The film follows school teacher and part-time taxi dispatcher Ed Avery, played wonderfully by the great James Mason, as he goes through a battle with the drug cortisone, prescribed to hopefully overcome a painful and fatal inflammation of the arteries. Avery begins relying too heavily on the drug, eventually beginning to overdose, which leads him spiraling out of control into a towering, fascistic overlord, terrorizing his family and ruling over his students with disdain for their tiny minds.
Like the contemporary literary novels of the time, the film runs heavily on subtext. Director Nicholas Ray, who also had a heavy hand in the film's script, crafts moments where much is shown and hinted at while little is said. Emblematic of this is the extraordinary design of the Averys' house. Drab with only slight hints of color, the house represents a middle class family with aspirations exceeding its grasp. There is a yearning for both a future prosperity and a nostalgia-tinted past seen through the travel posters and ancient maps hung throughout the house representing exotic locations the family has never visited. A football commemorating a high school triumph of Ed's is given over-prominence displayed in the center of the mantelpiece. Ed's wife Lou attempts to be a modern domestic goddess within the same kitchen that houses a decrepit, outdated water heater.
The focus of the film is Ed's psychological breakdown, but the brilliance of Ray is to eschew the typical movie madness of histrionics and distorted realities by making Ed's insanity take the form of a sort of heightened reality, a horrific exaggeration of The American Dream of class mobility and achievement stifled only by lack of determination. Ray subverts ordinary values like education, physical achievement, beauty, and morality by inflating them to levels titularly bigger than life, so grandiose that they become monstrous.

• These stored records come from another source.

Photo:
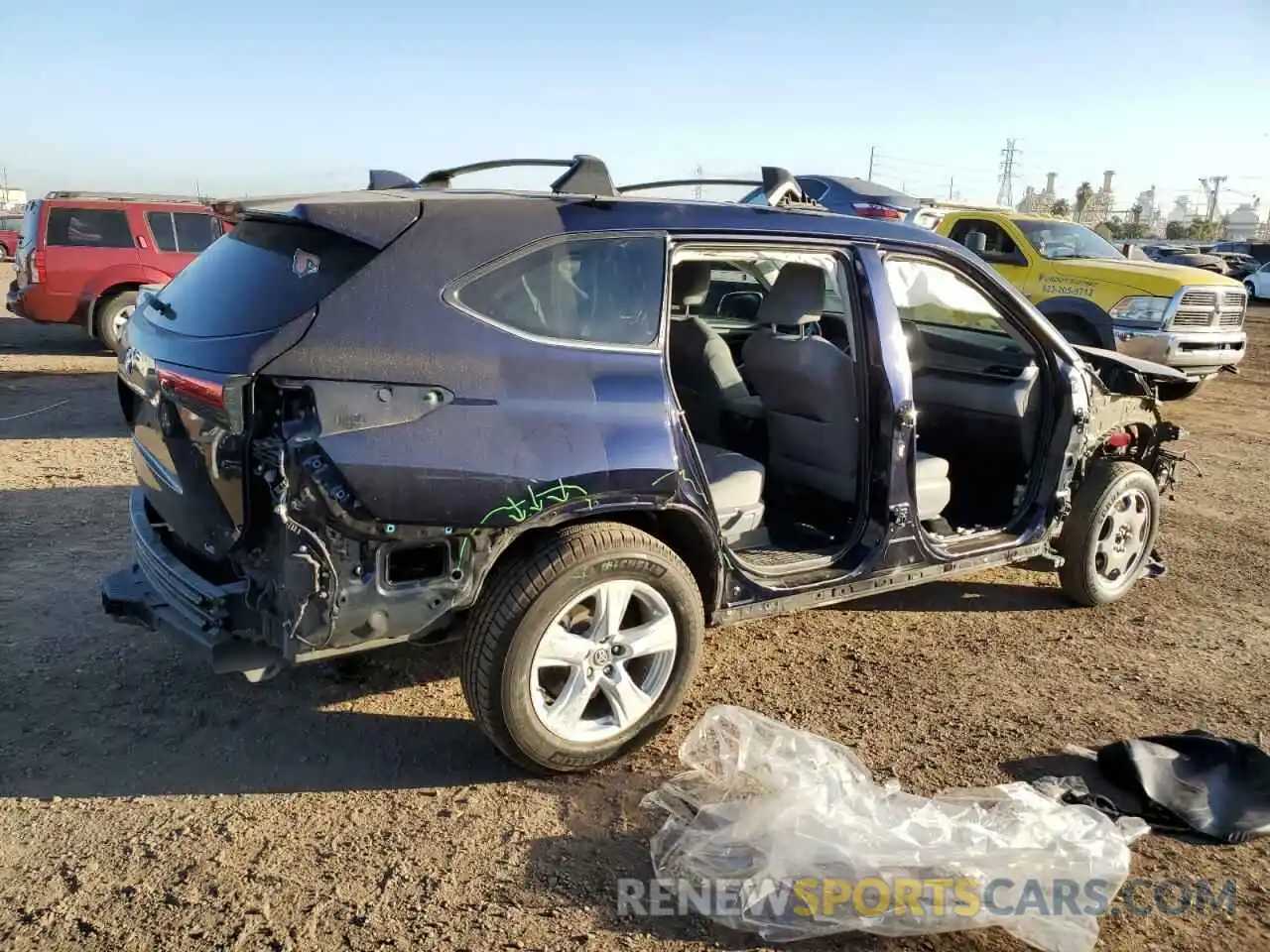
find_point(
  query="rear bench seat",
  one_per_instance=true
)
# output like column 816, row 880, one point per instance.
column 735, row 490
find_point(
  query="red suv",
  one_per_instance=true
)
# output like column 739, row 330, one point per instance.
column 10, row 230
column 84, row 255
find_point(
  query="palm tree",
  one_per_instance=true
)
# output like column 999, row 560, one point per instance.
column 1082, row 197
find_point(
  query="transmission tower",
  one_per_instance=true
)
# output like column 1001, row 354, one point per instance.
column 1211, row 186
column 1006, row 193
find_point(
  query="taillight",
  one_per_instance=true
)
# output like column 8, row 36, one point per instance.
column 1119, row 440
column 867, row 209
column 200, row 391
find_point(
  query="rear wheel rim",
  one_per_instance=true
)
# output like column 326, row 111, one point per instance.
column 603, row 661
column 119, row 320
column 1120, row 544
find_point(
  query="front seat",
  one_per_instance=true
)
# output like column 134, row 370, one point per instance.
column 705, row 376
column 807, row 386
column 735, row 492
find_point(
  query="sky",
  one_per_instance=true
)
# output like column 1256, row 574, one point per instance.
column 239, row 98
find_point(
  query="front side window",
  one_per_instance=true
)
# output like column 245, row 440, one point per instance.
column 997, row 243
column 1060, row 239
column 87, row 227
column 593, row 290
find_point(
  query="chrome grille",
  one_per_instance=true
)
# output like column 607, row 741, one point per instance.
column 1201, row 308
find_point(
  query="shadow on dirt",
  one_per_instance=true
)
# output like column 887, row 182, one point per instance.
column 610, row 832
column 49, row 405
column 160, row 726
column 965, row 597
column 22, row 336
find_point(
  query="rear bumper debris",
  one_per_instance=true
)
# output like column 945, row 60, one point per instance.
column 163, row 594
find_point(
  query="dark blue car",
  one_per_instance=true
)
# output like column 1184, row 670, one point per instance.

The primary victim of Ed's madness is his son, whose name, Richie, may itself be an indicator of Ed's already present desire to see his son not only succeed, but exceed. Ed lords his own achievements over Richie, demanding that he excel at football and his studies the same way Ed has. It's telling that the crisis moment at the film's climax, the moment that throws Ed into the deepest depths of his madness, comes when Richie confronts him on his failures. Although he made one big play in one big game, Ed was a second-string player, and although certainly smart, his education has landed him the less-than-glamorous position of an elementary school teacher in the suburbs.
This generational tension was nothing new to Nicholas Ray. Bigger Than Life was released only a year after Ray's groundbreaking Rebel Without a Cause. Ray understood that tension in a sublime way, and showed it by investigating its origins as less an antagonistic rage or a burden of disappointments, but as a fraught search for personal identity. Early in the film Richie looks up to Ed as someone to emulate, but eventually sees his father's inherent weaknesses, and comes to define himself against those. Ed tries to build the boy up to be at least as accomplished as he is, if not more so, but each of the boy's failings only holds up a mirror to his own.